I was trying to work out the Sylow p-subgroups for general linear groups over arbitrary fields, and was running into some trouble with non-algebraically closed fields. The real numbers, R, were particularly troubling:
Does the group GL(2,R) of 2×2 invertible matrices with real entries have a single conjugacy class of maximal 2-subgroups?
The specific thing that bothers me is that every 2nth root of unity has a quadratic minimal polynomial over R, and so we get cyclic 2-subgroups of arbitrary (finite) size, but I'm not sure I understand how to write down the elements of the union of this subgroup, and so I am not sure what its normalizer looks like.
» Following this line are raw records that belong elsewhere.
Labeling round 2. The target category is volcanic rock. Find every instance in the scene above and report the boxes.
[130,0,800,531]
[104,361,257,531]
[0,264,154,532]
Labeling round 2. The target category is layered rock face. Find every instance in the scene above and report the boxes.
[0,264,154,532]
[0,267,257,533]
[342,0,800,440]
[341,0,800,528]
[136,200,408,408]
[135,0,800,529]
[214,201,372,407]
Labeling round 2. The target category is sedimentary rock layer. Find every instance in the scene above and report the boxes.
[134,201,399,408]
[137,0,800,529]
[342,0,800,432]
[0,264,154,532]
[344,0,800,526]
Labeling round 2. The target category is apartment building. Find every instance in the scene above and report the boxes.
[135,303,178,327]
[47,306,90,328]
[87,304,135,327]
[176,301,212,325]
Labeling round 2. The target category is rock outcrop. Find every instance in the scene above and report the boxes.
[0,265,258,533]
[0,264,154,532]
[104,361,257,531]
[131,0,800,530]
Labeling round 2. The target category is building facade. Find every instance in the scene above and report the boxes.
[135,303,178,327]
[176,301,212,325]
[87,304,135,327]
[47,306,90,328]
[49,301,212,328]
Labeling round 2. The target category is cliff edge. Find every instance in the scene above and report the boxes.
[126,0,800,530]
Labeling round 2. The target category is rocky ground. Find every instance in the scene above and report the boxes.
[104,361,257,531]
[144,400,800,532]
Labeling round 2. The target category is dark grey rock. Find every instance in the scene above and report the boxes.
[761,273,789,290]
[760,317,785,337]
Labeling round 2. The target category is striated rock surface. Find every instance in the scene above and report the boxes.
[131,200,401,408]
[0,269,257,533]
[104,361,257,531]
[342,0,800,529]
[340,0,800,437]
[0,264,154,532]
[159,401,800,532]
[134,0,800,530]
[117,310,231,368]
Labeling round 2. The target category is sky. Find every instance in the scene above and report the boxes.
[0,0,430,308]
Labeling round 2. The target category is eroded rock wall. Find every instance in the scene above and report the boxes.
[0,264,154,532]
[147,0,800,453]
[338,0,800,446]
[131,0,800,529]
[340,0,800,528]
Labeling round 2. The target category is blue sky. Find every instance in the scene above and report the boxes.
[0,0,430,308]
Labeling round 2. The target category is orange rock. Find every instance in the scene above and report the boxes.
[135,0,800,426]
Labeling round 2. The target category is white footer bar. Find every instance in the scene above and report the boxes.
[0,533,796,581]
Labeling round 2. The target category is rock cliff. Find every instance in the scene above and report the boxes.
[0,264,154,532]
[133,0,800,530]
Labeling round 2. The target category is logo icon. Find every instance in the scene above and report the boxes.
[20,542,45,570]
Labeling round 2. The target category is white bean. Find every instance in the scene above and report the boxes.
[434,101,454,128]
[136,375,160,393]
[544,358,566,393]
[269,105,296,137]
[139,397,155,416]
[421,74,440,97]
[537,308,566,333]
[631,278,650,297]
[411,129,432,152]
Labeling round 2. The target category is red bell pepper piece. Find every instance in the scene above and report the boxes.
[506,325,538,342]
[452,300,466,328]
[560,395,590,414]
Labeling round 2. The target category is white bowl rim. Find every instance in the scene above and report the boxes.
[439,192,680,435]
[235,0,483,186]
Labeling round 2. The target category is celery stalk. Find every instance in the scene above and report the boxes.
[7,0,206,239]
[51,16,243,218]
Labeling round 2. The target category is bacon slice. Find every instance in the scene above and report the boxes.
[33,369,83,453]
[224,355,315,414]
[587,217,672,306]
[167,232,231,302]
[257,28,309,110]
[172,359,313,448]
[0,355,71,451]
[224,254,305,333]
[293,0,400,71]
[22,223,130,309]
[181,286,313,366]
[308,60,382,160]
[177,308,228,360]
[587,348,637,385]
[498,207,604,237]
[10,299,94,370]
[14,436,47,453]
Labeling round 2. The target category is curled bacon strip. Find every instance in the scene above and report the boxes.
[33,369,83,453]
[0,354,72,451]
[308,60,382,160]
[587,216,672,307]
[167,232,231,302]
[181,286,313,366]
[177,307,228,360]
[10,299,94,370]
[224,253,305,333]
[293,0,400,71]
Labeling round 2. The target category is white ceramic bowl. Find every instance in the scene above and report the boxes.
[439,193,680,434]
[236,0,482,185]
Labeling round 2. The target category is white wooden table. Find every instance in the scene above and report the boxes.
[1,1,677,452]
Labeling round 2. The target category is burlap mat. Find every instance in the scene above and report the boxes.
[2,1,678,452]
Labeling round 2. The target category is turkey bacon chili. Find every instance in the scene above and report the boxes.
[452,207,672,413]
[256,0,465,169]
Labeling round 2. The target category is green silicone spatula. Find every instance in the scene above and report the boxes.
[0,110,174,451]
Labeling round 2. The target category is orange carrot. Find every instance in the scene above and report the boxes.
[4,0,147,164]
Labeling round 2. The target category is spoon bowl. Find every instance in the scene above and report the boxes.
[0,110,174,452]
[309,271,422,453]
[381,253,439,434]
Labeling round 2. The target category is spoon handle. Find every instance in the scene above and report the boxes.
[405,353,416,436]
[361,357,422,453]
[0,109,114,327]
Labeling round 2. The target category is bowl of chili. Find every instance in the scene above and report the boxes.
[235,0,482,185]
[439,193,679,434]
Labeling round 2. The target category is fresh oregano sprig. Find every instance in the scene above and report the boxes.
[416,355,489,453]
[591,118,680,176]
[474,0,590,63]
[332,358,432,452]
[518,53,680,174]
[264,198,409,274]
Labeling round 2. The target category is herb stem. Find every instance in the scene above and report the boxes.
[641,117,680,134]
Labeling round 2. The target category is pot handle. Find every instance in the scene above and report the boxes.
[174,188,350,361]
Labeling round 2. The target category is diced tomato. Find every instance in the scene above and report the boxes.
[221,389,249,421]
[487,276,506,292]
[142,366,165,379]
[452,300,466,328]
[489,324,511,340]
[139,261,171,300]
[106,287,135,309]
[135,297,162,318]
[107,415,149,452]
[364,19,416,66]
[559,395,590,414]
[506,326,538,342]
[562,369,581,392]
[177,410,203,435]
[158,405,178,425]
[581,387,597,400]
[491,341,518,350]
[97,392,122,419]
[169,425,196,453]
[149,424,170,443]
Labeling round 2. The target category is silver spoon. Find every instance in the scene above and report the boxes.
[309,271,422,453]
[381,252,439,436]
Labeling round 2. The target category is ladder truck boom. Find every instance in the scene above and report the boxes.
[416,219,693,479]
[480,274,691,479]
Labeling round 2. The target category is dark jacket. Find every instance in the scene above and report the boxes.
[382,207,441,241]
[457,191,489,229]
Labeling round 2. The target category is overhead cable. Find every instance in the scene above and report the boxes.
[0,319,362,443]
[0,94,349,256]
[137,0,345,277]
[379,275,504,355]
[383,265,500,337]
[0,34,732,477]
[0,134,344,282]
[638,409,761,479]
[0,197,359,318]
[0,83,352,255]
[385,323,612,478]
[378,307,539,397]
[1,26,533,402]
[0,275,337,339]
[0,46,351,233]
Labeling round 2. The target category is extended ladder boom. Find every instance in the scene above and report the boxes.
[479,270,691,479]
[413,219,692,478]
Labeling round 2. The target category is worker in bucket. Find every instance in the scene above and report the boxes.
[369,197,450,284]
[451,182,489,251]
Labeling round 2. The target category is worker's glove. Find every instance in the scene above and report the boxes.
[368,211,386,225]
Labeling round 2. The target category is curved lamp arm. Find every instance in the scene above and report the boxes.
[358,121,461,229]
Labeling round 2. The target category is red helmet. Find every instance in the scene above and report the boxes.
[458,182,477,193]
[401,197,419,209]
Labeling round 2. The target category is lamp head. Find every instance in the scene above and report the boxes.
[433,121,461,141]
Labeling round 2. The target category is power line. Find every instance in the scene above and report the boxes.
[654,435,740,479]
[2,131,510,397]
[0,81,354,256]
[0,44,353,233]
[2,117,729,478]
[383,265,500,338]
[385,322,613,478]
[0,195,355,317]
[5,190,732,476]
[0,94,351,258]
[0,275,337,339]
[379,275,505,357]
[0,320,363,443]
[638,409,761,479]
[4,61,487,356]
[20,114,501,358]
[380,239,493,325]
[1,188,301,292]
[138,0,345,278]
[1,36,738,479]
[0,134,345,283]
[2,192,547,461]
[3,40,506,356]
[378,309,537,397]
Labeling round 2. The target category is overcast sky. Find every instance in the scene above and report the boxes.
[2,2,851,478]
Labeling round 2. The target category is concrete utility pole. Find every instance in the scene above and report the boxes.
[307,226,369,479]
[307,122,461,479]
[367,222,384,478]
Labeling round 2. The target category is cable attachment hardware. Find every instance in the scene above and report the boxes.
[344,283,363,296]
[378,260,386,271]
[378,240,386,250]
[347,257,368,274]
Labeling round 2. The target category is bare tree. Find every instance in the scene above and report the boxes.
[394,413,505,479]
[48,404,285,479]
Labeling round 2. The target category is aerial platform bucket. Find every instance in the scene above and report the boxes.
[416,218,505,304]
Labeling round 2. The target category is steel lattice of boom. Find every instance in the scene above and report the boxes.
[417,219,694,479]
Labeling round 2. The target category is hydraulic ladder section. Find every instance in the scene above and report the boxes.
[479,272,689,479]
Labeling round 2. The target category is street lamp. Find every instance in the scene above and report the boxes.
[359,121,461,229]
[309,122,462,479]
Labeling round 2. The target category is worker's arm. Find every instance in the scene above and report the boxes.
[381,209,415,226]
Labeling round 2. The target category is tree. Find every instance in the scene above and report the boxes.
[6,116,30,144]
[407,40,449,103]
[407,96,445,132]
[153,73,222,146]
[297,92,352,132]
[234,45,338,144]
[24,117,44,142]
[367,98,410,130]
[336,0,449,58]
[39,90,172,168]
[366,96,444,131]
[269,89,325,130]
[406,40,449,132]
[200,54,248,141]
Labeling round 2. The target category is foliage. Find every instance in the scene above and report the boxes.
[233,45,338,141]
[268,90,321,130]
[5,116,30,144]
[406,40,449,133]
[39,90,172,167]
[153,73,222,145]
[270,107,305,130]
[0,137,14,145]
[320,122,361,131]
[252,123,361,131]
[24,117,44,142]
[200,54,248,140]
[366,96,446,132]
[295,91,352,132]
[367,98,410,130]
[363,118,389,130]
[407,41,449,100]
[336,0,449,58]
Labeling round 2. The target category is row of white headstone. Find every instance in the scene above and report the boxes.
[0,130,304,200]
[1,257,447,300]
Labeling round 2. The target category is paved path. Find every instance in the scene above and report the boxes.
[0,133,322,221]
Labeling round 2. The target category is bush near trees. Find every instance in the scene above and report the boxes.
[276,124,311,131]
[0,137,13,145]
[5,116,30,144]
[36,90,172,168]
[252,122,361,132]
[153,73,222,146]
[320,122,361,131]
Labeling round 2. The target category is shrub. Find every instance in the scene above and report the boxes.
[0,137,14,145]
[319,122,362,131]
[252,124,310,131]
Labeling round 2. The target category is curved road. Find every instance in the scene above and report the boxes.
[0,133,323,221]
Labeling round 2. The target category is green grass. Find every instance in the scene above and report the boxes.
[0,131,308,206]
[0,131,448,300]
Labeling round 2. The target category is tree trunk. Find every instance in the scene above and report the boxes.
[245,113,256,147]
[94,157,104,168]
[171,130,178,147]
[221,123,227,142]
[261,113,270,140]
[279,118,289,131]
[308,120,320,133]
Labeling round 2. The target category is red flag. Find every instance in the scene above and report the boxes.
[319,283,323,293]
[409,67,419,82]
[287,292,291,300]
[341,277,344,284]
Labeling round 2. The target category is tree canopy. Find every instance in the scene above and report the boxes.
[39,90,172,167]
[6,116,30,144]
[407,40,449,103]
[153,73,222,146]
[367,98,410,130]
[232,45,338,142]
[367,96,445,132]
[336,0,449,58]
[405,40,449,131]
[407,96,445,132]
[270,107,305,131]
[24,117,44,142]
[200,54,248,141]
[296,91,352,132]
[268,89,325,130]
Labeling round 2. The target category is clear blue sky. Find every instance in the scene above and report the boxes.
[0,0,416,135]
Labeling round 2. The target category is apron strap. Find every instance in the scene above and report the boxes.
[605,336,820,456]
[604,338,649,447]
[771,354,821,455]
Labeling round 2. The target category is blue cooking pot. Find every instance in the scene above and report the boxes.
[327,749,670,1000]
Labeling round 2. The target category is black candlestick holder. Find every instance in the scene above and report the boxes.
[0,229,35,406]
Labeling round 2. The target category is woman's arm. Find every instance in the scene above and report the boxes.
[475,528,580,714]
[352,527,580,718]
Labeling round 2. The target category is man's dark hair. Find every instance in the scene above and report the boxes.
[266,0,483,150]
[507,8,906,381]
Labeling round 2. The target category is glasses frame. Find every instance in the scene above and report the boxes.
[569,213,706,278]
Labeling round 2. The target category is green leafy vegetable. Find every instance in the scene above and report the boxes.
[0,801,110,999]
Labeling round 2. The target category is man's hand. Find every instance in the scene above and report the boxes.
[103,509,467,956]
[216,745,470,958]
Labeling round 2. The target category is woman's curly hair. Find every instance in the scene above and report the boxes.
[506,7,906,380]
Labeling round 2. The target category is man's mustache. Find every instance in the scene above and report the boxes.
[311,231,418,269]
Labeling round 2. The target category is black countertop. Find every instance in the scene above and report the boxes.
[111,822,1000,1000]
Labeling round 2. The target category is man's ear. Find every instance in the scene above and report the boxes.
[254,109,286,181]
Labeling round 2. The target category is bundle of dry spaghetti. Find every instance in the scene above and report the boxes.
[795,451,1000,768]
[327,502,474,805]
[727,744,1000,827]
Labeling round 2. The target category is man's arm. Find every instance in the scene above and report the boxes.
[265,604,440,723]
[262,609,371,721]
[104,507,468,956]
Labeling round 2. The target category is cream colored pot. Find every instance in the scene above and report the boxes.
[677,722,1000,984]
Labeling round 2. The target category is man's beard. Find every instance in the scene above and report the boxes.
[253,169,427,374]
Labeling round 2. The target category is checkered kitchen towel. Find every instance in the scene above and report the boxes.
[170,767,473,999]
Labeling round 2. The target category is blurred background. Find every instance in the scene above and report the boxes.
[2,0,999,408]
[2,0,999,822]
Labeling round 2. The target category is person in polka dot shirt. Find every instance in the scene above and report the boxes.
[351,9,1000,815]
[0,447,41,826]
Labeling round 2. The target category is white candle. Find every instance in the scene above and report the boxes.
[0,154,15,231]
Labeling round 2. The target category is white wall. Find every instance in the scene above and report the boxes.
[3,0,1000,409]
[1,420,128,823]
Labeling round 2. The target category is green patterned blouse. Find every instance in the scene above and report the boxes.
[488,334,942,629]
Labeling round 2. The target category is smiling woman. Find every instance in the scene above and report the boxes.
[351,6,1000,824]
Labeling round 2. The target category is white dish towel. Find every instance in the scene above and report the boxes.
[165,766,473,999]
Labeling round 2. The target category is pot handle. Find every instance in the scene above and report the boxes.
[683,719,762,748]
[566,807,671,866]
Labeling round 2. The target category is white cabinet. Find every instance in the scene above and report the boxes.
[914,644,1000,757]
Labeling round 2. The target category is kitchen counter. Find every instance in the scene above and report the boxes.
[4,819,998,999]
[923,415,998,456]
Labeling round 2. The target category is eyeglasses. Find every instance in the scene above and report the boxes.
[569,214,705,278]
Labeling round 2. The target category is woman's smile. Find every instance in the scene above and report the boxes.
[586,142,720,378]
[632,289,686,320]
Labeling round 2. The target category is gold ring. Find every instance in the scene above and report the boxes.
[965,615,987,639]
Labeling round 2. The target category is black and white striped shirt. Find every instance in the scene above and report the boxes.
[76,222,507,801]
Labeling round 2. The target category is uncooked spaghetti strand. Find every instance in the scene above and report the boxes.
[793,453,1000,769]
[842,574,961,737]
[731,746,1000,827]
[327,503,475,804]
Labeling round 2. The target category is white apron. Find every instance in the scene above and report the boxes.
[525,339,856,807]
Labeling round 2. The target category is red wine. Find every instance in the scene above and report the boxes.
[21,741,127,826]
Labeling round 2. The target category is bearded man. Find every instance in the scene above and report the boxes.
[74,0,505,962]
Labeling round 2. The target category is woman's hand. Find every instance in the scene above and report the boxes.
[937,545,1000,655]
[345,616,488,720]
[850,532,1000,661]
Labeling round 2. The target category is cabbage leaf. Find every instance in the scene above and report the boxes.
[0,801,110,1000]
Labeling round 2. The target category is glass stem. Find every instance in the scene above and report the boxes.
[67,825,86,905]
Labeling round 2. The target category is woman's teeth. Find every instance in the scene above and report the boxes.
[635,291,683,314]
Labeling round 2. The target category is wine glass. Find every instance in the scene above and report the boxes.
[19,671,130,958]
Is there a description of this subgroup that allows one to determine if any particular matrix is contained in it?
In particular, I can write the subgroup down as a direct limit of reasonably explicit matrix groups, but the maps are not the standards inclusions, and so I cannot easily describe the limit as an actual union.
Using trig identities we can write down a recursive formula for the minimal polynomial of the 2nth root of unity over R, and then the rational canonical form gives a generator for a cyclic group of order 2n. A generator for 2n is mapped to the 2mth power of the 2n+m generator, which for m = 1 (the only map a sane person cares about) is easy to write down explicitly. However, as a whole the direct limit seems quite inexplicit, since no particular matrix is ever actually in the direct limit, only a conjugate of it by an infinite sequence of change of bases.
I would like to give fairly constructive descriptions of the Sylow subgroups, and in particular, would like an algorithm that, for an arbitrary p-subgroup, finds a conjugator into a "standard" copy of the Sylow p-subgroup. However, right now I cannot even find the standard copy.